By plotting the date of collection for the positive samples (RNA PCR (Amendola et.al.), RBD-specific in-house IgG, and Positive commercial tests) together on one date-matched chart, it is found that the positive SARS-CoV-2 RNA results from the "young" samples (age <20 y, given measles screening is conducted mostly on children) coincided in time with the detection of IgG antibodies from aged lung cancer patients in the initial Montomoli et. al paper, and clustered detection of antibodies within the 2022 retesting effort.
This is expected as children are most likely infected by adults during the transmission of SARS-CoV-2, with or without respiratory symptoms.
The positive SARS-CoV-2 RNA results from the "non-young" samples (from mid-December 2019 to early-January 2020, age >20 y as the evolving virus begins to manifest dermatological symptoms in adults) were found to be ~2 weeks before the detection of IgG within the initial Montomoli et. al.
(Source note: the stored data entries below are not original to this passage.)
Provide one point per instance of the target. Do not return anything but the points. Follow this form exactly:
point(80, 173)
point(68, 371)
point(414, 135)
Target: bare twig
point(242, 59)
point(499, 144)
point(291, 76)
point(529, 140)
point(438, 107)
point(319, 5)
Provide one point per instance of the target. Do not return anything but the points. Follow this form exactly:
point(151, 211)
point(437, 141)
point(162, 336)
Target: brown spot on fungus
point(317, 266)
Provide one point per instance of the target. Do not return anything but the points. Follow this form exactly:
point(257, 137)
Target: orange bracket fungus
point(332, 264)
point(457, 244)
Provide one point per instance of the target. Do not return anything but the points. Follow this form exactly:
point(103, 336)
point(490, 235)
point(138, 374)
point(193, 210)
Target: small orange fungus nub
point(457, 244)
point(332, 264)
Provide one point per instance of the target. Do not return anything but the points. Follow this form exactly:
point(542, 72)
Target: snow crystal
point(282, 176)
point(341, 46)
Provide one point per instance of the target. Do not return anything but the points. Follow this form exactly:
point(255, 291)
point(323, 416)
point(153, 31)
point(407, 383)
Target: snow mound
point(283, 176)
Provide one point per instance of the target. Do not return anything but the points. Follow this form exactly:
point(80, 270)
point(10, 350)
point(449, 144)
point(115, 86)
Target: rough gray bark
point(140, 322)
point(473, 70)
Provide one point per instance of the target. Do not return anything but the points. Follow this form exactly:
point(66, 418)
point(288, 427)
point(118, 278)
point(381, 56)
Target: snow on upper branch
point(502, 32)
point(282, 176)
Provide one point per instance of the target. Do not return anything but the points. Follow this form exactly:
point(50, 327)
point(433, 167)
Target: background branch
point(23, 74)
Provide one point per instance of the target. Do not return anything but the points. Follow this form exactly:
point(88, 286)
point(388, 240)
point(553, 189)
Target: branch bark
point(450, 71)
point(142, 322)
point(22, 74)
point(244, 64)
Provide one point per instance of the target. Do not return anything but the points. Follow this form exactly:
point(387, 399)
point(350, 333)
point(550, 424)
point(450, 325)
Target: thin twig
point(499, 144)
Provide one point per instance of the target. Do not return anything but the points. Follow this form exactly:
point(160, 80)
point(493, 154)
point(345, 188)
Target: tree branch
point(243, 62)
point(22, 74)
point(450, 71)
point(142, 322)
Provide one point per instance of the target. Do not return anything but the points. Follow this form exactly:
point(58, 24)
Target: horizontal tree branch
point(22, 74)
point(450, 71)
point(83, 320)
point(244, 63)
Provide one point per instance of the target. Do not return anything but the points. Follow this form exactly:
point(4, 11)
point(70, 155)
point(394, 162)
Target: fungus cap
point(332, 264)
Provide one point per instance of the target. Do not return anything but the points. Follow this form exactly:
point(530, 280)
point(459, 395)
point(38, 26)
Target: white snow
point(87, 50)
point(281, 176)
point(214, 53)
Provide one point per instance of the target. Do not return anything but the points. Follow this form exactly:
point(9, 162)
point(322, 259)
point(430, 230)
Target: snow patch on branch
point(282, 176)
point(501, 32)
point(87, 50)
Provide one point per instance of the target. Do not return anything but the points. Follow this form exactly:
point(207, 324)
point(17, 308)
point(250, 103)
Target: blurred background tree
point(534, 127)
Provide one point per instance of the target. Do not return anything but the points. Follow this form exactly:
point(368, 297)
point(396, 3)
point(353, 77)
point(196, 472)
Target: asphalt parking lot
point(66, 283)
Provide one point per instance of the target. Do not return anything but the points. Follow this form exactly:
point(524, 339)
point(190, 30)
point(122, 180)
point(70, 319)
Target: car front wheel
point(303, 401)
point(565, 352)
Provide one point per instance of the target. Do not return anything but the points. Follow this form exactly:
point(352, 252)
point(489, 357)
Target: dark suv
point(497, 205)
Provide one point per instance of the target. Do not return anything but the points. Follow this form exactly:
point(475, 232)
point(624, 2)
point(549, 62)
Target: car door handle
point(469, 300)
SMILES paper.
This is also expected as adult infections take on average ~14 DPI to begin generating IgG.
Although the period of study was not explicitly given, the first detection of SARS-CoV-2 RNA and antigens within a sample from an adult with Morbiliform eruptions, the dermatosis sample reported by Gianotti et. al. on 10/11/2019, incidentally, also lands ~2 weeks before the detection of IgG on "Week 2 of November" by Montomoli et. al.
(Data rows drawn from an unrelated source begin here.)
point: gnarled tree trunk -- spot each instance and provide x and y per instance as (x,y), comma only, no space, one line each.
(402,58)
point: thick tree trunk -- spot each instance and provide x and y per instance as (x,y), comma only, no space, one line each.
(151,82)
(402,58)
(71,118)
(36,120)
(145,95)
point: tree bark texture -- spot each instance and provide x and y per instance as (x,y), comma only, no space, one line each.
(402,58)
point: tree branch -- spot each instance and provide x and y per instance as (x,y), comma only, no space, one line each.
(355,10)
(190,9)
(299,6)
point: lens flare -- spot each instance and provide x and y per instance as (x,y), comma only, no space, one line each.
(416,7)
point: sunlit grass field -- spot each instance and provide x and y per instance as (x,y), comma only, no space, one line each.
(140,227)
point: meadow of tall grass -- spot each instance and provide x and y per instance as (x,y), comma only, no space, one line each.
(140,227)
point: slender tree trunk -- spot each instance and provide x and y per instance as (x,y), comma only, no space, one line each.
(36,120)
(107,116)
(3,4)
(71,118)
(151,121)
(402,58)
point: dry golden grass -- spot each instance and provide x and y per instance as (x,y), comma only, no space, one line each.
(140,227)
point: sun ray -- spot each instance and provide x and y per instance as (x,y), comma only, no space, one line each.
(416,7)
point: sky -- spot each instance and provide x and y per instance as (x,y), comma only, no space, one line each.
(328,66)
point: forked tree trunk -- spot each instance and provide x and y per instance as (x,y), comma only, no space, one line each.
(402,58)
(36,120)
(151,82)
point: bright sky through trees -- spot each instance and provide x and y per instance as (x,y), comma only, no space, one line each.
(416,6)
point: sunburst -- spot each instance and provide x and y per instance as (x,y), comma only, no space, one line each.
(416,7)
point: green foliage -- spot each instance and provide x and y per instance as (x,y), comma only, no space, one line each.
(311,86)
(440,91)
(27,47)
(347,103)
Amandola et. al (using PCR methods for detection of SARS-CoV-2 nucleic acids), Montomoli et. al (testing for SARS-CoV-2 RBD-specific antibodies), and Gianotti et. al. (testing for SARS-CoV-2 RNA and antigens using RNA-FISH and Immunohistochemistry) used entirely different (and orthogonal) technologies. Despite none of these efforts sharing even a single author with one another, the timeline (temporal signal and clustering of positive detections) generated from these independent tests matched each other closely. This indicates that an outbreak of infections that tests positive for SARS-CoV-2 RNA by in-situ hybridization, returns SARS-CoV-2 sequences when sequenced, leaves behind SARS-CoV-2 antigens and generates antibodies reactive to SARS-CoV-2 have happened within Northern Italy over the course of September-December 2019, prior to the first case of SARS-CoV-2 infection within the Huanan seafood market and before the officially recognized beginning of the SARS-CoV-2 pandemic.
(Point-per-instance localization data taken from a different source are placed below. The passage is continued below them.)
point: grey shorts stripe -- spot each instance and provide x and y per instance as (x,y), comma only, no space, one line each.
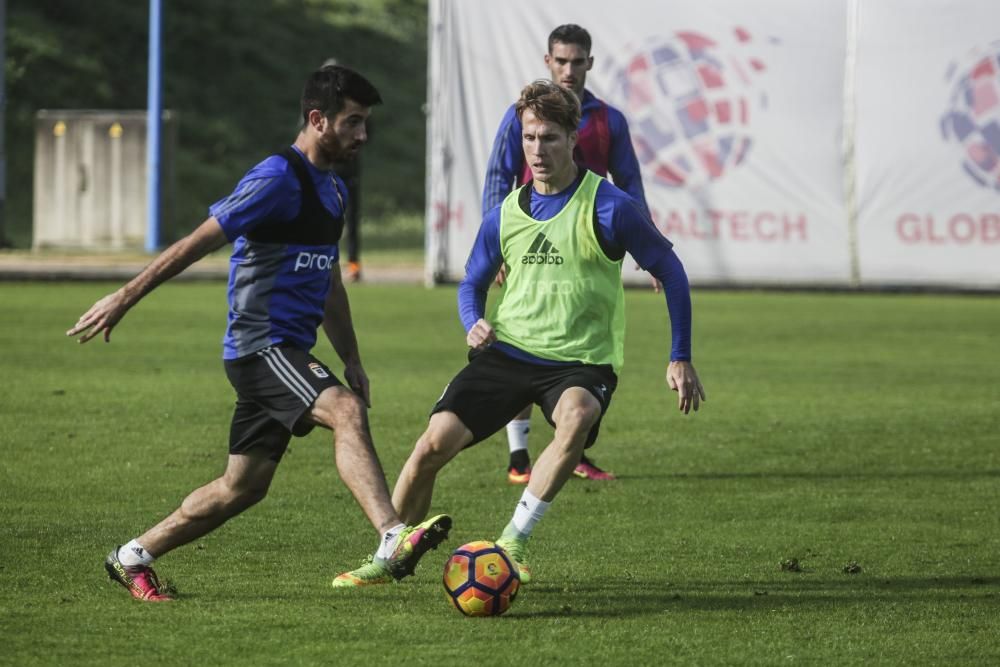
(288,375)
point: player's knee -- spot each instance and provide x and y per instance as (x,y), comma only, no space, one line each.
(340,409)
(579,418)
(241,498)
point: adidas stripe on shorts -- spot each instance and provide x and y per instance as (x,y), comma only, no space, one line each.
(275,387)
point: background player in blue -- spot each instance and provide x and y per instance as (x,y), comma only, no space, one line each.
(604,146)
(285,218)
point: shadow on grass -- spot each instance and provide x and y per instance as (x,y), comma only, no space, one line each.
(641,598)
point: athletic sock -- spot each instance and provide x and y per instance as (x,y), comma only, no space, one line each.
(520,460)
(528,512)
(388,543)
(517,434)
(134,554)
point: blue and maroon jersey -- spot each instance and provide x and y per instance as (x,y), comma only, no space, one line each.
(285,218)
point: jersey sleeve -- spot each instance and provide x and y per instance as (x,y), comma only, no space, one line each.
(480,269)
(626,227)
(505,163)
(622,162)
(268,192)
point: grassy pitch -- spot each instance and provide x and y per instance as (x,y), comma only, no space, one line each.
(836,501)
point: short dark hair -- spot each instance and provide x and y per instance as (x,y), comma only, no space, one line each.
(570,33)
(550,102)
(328,88)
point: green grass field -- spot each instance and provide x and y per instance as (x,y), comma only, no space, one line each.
(839,429)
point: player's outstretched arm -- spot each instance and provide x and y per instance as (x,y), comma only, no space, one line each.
(339,328)
(683,379)
(480,335)
(106,313)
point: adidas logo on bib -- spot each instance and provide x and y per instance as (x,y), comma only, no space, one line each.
(542,252)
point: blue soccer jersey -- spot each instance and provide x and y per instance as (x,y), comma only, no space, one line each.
(285,220)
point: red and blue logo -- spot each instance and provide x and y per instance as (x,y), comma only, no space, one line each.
(690,102)
(973,116)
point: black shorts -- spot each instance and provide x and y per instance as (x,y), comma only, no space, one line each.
(494,387)
(275,387)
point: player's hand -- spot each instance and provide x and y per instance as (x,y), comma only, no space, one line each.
(480,335)
(683,379)
(357,380)
(102,317)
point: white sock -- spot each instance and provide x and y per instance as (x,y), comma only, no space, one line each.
(134,554)
(517,434)
(528,512)
(388,542)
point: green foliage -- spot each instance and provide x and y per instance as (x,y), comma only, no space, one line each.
(232,73)
(854,435)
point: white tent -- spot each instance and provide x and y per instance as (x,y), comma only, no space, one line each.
(822,142)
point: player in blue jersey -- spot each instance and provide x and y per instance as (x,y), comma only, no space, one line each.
(556,338)
(285,219)
(604,146)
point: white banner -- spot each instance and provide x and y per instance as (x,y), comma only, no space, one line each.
(928,139)
(776,138)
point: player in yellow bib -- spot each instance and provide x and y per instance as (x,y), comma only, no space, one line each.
(556,339)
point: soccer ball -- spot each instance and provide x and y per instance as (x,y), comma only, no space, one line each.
(480,579)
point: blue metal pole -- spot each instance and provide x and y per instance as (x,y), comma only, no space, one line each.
(154,114)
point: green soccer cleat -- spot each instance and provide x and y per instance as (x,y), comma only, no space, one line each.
(371,572)
(414,541)
(517,549)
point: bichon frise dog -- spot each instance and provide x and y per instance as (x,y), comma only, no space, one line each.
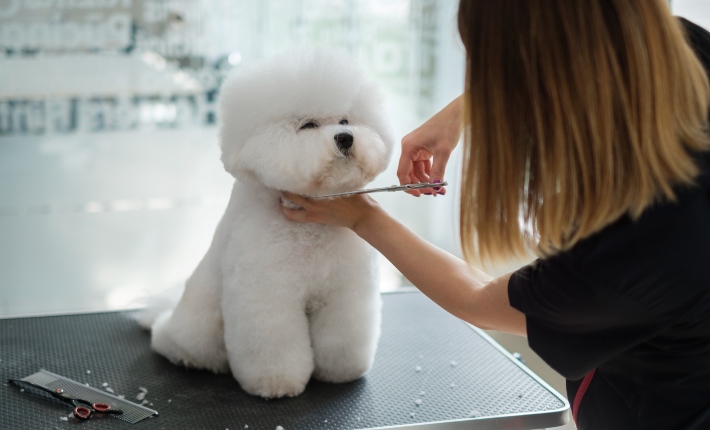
(276,301)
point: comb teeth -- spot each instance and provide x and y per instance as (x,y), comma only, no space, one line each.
(132,412)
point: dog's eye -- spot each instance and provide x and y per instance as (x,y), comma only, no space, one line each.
(309,124)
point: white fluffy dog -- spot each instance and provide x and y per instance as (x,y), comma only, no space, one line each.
(275,301)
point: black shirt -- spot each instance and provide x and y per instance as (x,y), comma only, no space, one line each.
(632,305)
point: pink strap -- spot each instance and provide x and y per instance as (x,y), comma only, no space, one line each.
(580,393)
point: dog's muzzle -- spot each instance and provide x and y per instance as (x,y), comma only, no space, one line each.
(344,141)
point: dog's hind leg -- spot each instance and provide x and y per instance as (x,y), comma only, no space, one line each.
(192,334)
(345,332)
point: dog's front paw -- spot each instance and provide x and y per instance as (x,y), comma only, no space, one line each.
(274,386)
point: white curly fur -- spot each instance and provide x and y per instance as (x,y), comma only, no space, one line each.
(275,301)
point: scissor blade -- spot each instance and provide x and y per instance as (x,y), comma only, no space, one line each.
(392,188)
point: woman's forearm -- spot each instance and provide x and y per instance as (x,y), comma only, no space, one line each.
(456,286)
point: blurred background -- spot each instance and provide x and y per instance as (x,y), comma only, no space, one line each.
(110,179)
Although the prevalence, severity, and extent of respiratory symptoms during this outbreak are largely unknown, this outbreak is clearly capable of generating measles-like morbilliform eruptions and is capable of causing respiratory infections (as SARS-CoV-2 RNA are found within Oropharyngeal swab samples taken from this period), and evolutionary changes within the virus backbone leading to changes in the pathophysiology and tropism of the virus, may have happened in this period of time.